A medicina preventiva precisa estar presente antes que a doença limite escolhas, renda, autonomia e acesso ao cuidado. Yuri Silva Portela, fundador do projeto social Humaniza Sertão, ressalta que, quando a prevenção chega cedo às populações vulneráveis, ela reduz não apenas riscos clínicos, mas também desigualdades que se acumulam ao longo da vida.
Até porque, em muitos territórios, o problema não está apenas na falta de tratamento, mas na chegada tardia ao sistema de saúde. Sob essa perspectiva, a medicina preventiva funciona como uma estratégia de justiça sanitária, pois antecipa riscos e organiza o cuidado de maneira mais acessível.
Com isso em mente, a seguir, detalharemos como essa abordagem pode transformar resultados individuais e coletivos.
Como a medicina preventiva atua antes do agravamento?
A medicina preventiva reduz desigualdades porque desloca o foco do atendimento emergencial para o cuidado planejado. Segundo o doutor Yuri Silva Portela, pós-graduado em geriatria, em vez de esperar sintomas graves, ela identifica fatores de risco, acompanha grupos mais expostos e cria rotinas de proteção. Essa mudança é decisiva para pessoas que vivem longe de centros especializados, enfrentam baixa renda, têm menor acesso à informação ou dependem exclusivamente de serviços públicos.
Ademais, a prevenção ganha força quando considera o contexto social do paciente. Uma pessoa com dificuldade de transporte, alimentação inadequada ou baixa escolaridade pode ter mais obstáculos para seguir tratamentos complexos. Dessa maneira, prevenir significa adaptar a orientação, simplificar fluxos, reforçar vínculos e evitar que barreiras sociais se transformem em agravamentos clínicos.
Quais ações preventivas têm maior impacto social?

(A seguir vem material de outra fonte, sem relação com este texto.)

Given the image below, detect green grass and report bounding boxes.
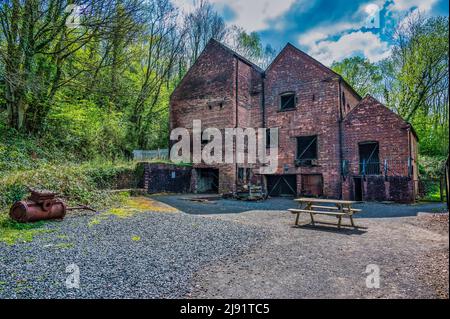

A prevenção se torna mais efetiva quando combina diferentes frentes de cuidado, e conforme comenta Yuri Silva Portela, nenhuma ação isolada resolve desigualdades estruturais, mas a integração entre estratégias amplia proteção e reduz riscos acumulados. Nesse sentido, a medicina preventiva precisa organizar uma rede simples, contínua e compreensível para quem mais precisa.
Isto posto, entre as ações de maior impacto, destacam-se:
- Vacinação regular: reduz surtos, protege grupos frágeis e evita internações por doenças preveníveis.
- Rastreamento periódico: identifica alterações antes do avanço da doença e melhora as chances de controle.
- Orientação em saúde: traduz informações técnicas em escolhas possíveis dentro da realidade do paciente.
- Acompanhamento contínuo: evita abandono de tratamento, ajusta condutas e monitora sinais de piora.
- Busca ativa: alcança pessoas que não procuram atendimento por falta de acesso, medo ou desconhecimento.

Essas medidas reforçam uma lógica simples: quanto mais cedo o cuidado chega, menor tende a ser o impacto da doença. Além disso, a prevenção fortalece a autonomia, pois permite que o paciente compreenda riscos, reconheça sinais de alerta e participe das decisões sobre sua própria saúde, alude Yuri Silva Portela, fundador do projeto social Humaniza Sertão.
Medicina preventiva e acompanhamento contínuo nas populações vulneráveis
O acompanhamento contínuo impede que o cuidado aconteça apenas em momentos de crise. Para pessoas com doenças crônicas, idosos, gestantes, crianças e moradores de áreas com pouca assistência, essa continuidade pode definir a diferença entre controle e agravamento. Desse modo, consultas regulares, revisão de exames e monitoramento de sinais reduzem complicações evitáveis.
Yuri Silva Portela evidencia, ainda, que a medicina preventiva também melhora a organização dos serviços. Já que, ao mapear riscos, equipes conseguem priorizar casos, planejar campanhas e distribuir melhor recursos. Com isso, a prevenção não beneficia apenas o paciente individual, mas também o sistema de saúde, que passa a atuar com mais eficiência e menor sobrecarga.
A prevenção como a base de um cuidado mais justo
Em última análise, reduzir as desigualdades na saúde exige mais do que ampliar os atendimentos. É necessário chegar antes, acompanhar melhor e reconhecer que vulnerabilidade social também interfere no adoecimento. Isto posto, a medicina preventiva cumpre esse papel em uma abordagem mais humana, contínua e estratégica.
Assim, quando a prevenção se torna parte da rotina, doenças evitáveis deixam de avançar em silêncio. Portanto, cuidar antes é uma forma concreta de proteger vidas, reduzir custos sociais e oferecer mais dignidade às populações que historicamente enfrentam maiores barreiras de acesso.